Casi todos hemos oído historias de duendes asociadas a un personaje siniestro, de baja estatura y sombrero, que deambulaba por campos y ciudades. En todas las culturas, los duendes corresponden a criaturas mágicas, de forma humanoide, que la cultura popular ha recogido como parte de sus mitos, leyendas y tradiciones.
Su nombre proviene de la expresión “duen de casa” o “dueño de casa”, porque los duendes tienden a “apoderarse” de los hogares y encantarles, o bien del árabe “duar de la casa” (“que habita, habitante”). En Europa se relacionaba a los duendes con las hadas, equivalentes al goblin, un fantasma de ese talante que, maliciosamente, merodeaba por esos lares. Se dice que aparecía en las noches y lanzaba piedritas a las chicas para llamar su atención y enamorarlas.
Se describen a los duendes como seres sobrenaturales, escurridizos, de un metro de altura, aproximadamente, con orejas puntiagudas y piel verdosa, dedicados a cuidar la naturaleza. Los cuentos los describen como maliciosos y bromistas, considerados como tipos de gnomos, trasgos o pomberos sudamericanos.
La Real Academia de la Lengua Española define al duende -conocido en los Andes como Chuzalongo-, un “enano de pene morrocotudo que ataca en el campo a las mujeres”, y pertenece a la tradición mítica popular ecuatoriana.
El Chuzalongo procede de dos vocablos kichwas: Chuza que significa “pequeño” y longo que se traduce como “niño”: el duende mítico ecuatoriano que atormenta a doncellas y agricultores.

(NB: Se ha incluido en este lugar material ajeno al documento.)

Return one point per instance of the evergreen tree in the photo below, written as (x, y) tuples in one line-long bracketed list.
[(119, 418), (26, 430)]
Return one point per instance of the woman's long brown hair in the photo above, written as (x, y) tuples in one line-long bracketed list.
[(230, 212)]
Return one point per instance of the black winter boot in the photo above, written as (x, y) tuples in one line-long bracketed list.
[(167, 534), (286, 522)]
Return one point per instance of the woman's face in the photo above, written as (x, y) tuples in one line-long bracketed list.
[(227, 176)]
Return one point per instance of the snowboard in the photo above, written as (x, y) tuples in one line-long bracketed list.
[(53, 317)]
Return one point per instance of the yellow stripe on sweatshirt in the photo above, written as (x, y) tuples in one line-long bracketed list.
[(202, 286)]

La literatura oral del Ecuador es pródiga en relatos fantásticos sobre este célebre personaje. Laura Hidalgo, escritora ecuatoriana, recogió en un libro sus historias llenas de humor y ocurrencias. Se trata de “Duendes y duendas más otros aparecidos de aquicito nomás”. Estos relatos mágicos perduran hasta nuestros días.
Les pregunto, amigos lectores: ¿cuántos duendes y duendas andan sueltos todavía en Quito y otras ciudades, en esta época oscura por obra y (des)gracia de los apagones?